Leigh Northrup, Cannon’s Middle School director of academic technology, says other new technological enhancements at the school include Haiku. This is an online learning management system that’s similar to a social networking site, except that students can access assignments and course work and have online discussions.

Northrup says that last year, Middle School students starting using iPads, which has had a big impact in the classroom. “It’s opened up a lot of doors for teachers and streamlined content and engaged students in a way no textbook has the ability to do.”

For example, in biology class, students can use an iPad frog dissection application. Using a virtual scalpel and pins, students can actually slice open a digital frog and remove and study the organs.

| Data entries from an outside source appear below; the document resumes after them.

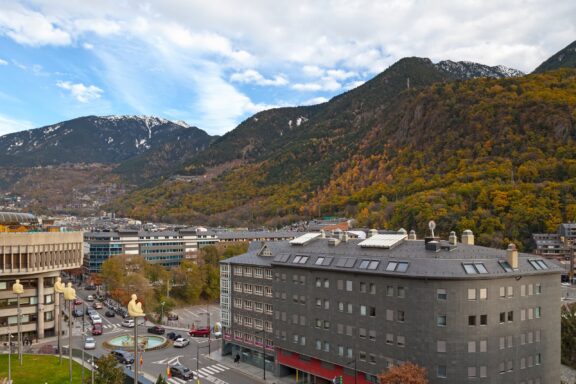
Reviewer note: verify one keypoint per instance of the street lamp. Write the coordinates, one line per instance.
(135, 310)
(18, 289)
(198, 346)
(58, 289)
(70, 296)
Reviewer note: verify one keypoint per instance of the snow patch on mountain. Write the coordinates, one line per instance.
(470, 70)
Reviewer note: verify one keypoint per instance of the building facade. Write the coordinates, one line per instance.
(353, 308)
(36, 259)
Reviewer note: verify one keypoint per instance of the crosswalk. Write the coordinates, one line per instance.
(206, 373)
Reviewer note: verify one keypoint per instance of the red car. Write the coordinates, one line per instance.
(97, 329)
(200, 332)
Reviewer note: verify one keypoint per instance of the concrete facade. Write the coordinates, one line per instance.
(459, 310)
(36, 259)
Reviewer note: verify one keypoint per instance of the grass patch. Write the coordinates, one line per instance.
(40, 369)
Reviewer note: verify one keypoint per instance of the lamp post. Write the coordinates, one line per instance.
(135, 310)
(70, 296)
(58, 289)
(198, 346)
(18, 289)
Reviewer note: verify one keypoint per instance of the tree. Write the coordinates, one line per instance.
(407, 373)
(108, 371)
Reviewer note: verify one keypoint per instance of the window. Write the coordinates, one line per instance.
(441, 320)
(474, 268)
(441, 294)
(483, 293)
(349, 285)
(401, 292)
(441, 346)
(441, 371)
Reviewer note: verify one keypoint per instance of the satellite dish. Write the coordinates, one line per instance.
(432, 226)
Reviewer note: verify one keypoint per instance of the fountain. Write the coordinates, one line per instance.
(145, 343)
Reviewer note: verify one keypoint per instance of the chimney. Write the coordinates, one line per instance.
(452, 239)
(467, 237)
(512, 256)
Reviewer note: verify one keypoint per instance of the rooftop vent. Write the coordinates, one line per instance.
(468, 237)
(512, 256)
(452, 239)
(305, 239)
(385, 241)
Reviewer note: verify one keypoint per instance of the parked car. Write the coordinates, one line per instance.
(89, 343)
(181, 342)
(181, 371)
(128, 323)
(97, 329)
(123, 357)
(200, 332)
(158, 330)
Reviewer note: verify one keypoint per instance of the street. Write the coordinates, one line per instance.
(155, 362)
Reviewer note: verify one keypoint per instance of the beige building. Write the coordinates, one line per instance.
(36, 259)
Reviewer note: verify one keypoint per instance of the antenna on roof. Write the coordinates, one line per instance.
(432, 226)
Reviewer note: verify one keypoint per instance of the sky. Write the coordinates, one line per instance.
(213, 64)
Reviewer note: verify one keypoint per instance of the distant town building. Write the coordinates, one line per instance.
(336, 306)
(36, 257)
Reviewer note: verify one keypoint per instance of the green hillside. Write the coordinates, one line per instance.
(495, 156)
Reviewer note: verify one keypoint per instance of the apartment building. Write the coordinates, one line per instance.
(36, 259)
(354, 307)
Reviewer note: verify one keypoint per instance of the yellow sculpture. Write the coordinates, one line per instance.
(134, 308)
(58, 286)
(69, 292)
(17, 288)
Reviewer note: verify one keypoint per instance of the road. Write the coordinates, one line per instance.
(155, 362)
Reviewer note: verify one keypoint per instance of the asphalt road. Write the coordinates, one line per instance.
(155, 362)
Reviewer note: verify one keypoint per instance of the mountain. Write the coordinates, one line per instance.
(92, 139)
(565, 58)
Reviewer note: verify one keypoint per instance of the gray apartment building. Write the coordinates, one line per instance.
(354, 307)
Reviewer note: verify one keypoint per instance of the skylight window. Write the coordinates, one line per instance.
(538, 264)
(506, 266)
(474, 268)
(397, 266)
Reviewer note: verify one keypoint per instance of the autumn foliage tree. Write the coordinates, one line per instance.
(407, 373)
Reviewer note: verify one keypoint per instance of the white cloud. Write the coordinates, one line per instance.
(81, 92)
(251, 76)
(29, 27)
(9, 124)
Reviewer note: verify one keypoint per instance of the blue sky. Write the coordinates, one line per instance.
(213, 64)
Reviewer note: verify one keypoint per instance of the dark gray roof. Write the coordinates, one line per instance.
(244, 235)
(444, 264)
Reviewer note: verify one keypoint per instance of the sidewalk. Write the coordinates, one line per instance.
(253, 372)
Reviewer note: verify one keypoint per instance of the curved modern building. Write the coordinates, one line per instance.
(35, 258)
(354, 307)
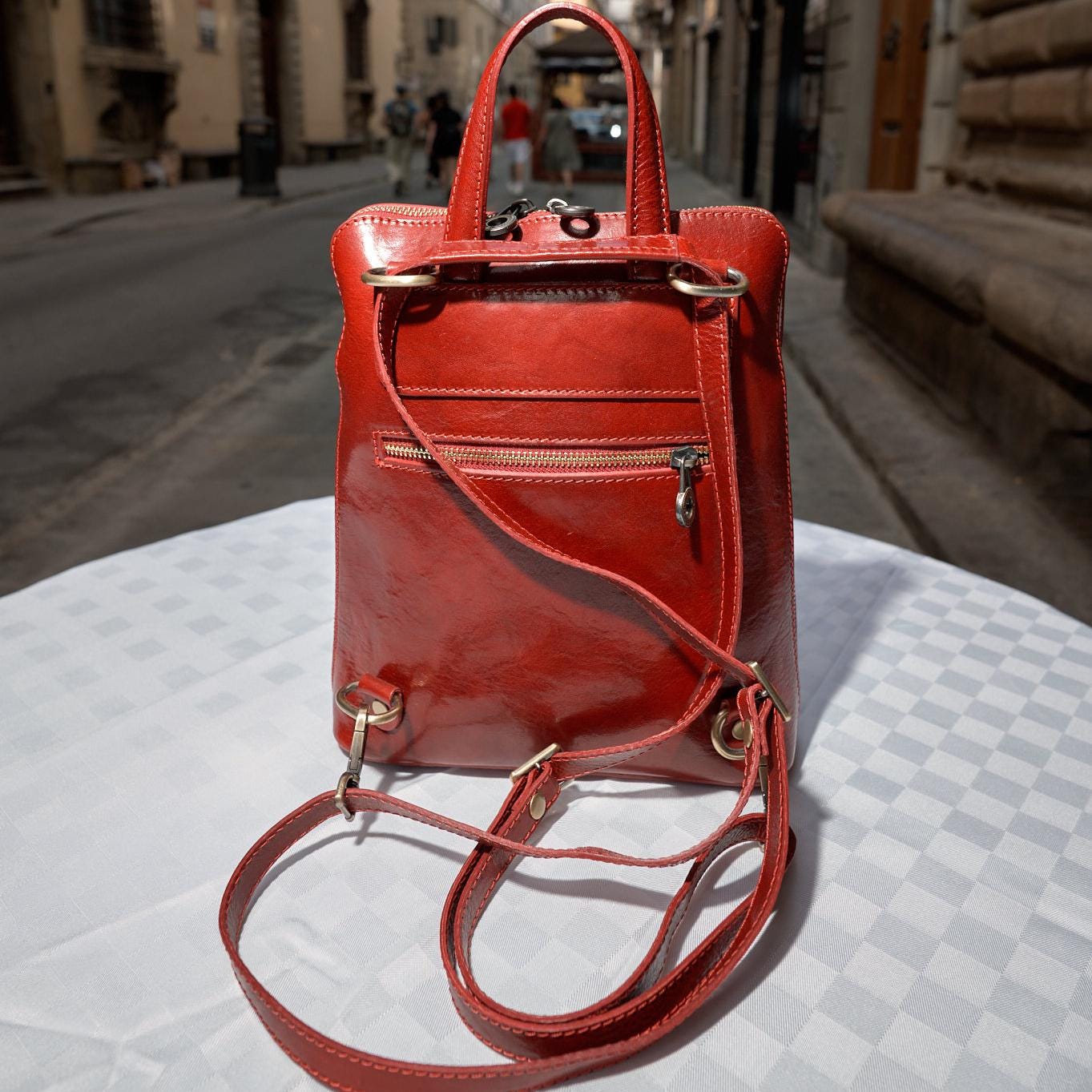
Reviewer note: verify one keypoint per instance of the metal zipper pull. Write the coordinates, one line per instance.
(499, 225)
(683, 460)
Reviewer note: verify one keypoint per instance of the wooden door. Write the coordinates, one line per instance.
(9, 131)
(901, 57)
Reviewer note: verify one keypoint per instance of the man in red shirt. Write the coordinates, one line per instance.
(516, 129)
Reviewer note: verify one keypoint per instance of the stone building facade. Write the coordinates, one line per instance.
(93, 90)
(936, 152)
(981, 279)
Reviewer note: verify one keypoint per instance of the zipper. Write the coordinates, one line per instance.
(502, 223)
(683, 459)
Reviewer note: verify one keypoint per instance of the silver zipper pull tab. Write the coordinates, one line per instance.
(683, 460)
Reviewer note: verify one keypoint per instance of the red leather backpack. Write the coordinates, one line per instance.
(563, 548)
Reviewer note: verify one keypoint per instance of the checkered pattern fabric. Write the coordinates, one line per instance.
(159, 709)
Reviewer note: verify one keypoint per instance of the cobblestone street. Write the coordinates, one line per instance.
(173, 367)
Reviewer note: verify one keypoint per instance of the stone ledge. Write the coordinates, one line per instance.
(1026, 276)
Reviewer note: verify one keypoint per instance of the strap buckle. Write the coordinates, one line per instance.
(351, 779)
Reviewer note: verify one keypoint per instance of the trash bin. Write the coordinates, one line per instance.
(258, 155)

This is done in conjunction with dissecting a real frog, Northrup says. “They complement each other,” he says. “Yes, you sacrifice the smell, and you don’t have a slimy, dead animal in front of you, but students are learning what the organs are supposed to look like, and they’re more experience and practiced when it comes to the real thing.”

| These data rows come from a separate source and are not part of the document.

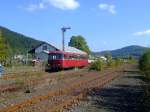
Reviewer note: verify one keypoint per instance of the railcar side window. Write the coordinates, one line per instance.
(55, 56)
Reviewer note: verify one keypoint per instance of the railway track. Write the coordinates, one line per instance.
(15, 87)
(80, 89)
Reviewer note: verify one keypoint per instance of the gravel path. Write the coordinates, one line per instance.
(124, 94)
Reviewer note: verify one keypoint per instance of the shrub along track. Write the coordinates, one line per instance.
(65, 96)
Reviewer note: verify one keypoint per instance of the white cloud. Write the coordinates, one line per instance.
(61, 4)
(107, 7)
(142, 33)
(64, 4)
(34, 7)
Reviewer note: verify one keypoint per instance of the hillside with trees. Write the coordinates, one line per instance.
(4, 49)
(79, 42)
(134, 50)
(18, 43)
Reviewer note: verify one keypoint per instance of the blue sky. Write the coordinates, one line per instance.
(105, 24)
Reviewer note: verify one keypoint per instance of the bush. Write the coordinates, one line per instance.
(97, 65)
(144, 64)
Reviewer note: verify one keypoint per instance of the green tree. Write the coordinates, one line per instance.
(144, 63)
(3, 49)
(80, 43)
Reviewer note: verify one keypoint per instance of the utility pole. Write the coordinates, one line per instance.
(64, 29)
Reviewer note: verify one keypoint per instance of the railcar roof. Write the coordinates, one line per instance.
(69, 49)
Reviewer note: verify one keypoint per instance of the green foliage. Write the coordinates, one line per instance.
(97, 65)
(118, 62)
(4, 49)
(80, 43)
(144, 64)
(18, 43)
(109, 60)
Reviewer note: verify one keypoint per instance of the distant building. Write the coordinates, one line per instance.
(41, 51)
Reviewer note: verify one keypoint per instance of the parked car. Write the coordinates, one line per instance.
(1, 70)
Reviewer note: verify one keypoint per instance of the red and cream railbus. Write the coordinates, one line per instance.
(62, 60)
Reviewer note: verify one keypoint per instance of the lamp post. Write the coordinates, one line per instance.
(64, 29)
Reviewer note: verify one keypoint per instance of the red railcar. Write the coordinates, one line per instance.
(63, 60)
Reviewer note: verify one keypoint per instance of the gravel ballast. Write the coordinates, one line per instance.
(124, 94)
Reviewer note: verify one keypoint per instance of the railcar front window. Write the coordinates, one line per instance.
(55, 56)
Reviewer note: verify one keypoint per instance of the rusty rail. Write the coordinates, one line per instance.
(62, 91)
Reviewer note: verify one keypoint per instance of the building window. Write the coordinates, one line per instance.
(44, 47)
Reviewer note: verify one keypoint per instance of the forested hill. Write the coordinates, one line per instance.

Northrup says these kinds of advances are creating more engaging and interactive classrooms, and today the learning experience is more of a dialogue rather than a monologue.

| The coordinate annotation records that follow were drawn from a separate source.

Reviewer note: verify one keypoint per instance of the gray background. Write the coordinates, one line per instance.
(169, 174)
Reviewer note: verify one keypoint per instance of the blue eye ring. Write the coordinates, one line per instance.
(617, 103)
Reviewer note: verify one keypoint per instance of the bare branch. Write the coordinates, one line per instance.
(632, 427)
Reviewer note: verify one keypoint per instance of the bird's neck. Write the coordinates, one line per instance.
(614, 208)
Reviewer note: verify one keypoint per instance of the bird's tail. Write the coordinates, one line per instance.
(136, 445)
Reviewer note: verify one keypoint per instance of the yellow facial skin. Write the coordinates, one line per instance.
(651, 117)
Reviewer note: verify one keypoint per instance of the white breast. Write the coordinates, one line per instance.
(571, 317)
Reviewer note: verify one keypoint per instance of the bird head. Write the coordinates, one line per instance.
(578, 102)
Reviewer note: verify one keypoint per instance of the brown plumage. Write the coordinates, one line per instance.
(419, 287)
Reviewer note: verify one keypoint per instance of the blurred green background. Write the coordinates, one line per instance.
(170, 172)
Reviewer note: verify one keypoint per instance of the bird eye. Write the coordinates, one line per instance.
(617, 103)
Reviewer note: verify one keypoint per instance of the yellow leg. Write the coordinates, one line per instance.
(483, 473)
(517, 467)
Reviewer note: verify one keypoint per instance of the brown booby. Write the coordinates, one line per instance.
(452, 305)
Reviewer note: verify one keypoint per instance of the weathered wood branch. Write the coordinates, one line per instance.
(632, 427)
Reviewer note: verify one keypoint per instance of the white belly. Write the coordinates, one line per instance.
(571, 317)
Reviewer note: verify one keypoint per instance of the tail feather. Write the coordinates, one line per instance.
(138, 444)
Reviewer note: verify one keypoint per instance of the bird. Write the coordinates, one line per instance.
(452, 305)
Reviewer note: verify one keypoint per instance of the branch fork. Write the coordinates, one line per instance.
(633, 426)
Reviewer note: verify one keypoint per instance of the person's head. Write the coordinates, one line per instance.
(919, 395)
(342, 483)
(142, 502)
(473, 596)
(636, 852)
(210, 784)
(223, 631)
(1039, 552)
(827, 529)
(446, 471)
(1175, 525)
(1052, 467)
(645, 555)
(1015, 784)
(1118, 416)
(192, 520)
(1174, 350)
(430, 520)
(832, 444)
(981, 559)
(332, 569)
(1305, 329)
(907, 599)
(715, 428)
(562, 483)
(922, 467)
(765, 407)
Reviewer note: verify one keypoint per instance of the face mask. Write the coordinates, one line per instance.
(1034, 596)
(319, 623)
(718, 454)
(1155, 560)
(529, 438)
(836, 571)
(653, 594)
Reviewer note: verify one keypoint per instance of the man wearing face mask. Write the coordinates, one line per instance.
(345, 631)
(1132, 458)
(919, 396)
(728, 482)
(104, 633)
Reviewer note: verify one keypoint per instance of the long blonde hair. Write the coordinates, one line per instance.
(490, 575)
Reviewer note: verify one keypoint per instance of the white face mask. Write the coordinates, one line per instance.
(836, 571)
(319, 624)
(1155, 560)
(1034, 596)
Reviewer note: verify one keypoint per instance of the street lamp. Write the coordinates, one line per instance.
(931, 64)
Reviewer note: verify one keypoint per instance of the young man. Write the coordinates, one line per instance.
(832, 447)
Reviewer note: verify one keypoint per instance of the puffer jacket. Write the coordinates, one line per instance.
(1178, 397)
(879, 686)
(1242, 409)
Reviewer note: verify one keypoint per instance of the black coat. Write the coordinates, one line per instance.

“Kids aren’t just being force fed information,” he says. “They’re participating fully in their own education.”

At Trinity Episcopal School, teachers are taking advantage of online resources to enhance their lesson plans. Seventh-graders, for example, are presenting current events in a new way. “Instead of bringing in a news clipping,” says Grady Smith, social studies teacher, “they're organizing their thoughts on a web site (designed for this purpose) where they can include photos and links to other articles about their chosen current event.”

And according to Tachi Dellinger, who teaches third grade at Trinity, the Elmo Document Camera has dramatically changed their classroom experience: “We use the Elmo daily in our class! … As we have taught the children about monarch migration, we have been able to share the pictures, videos, information on the Elmo for all to see. We used an iPad2 to film our caterpillar going into the chrysalis stage and posted it on our classroom website using youtube! Technology is an integrated part of our day in every subject area.”

Tony Fajardo, head of school at Northside Christian Academy (K-12), says he’s excited about the 18 new Mimio interactive whiteboards the school introduced this year in grades three through 12. Fajardo says the new whiteboards enable teachers to integrate audio and video into their lesson plans and also import lessons from applications such as Microsoft Word, PowerPoint, Excel and Adobe Acrobat.

In conjunction with the new interactive whiteboards are touch pads students can use to answer questions from their desks. This allows teachers to track the progression of their classes and see instantly which students understand the material and which ones need more attention.

Fajardo says that next year he hopes to issue iPads and laptop computers to all his students. “This kind of technology is the future of education,” he says. “It makes the learning process more interesting. It’s no longer a one-way lesson plan in the classroom. Students are learning by doing.”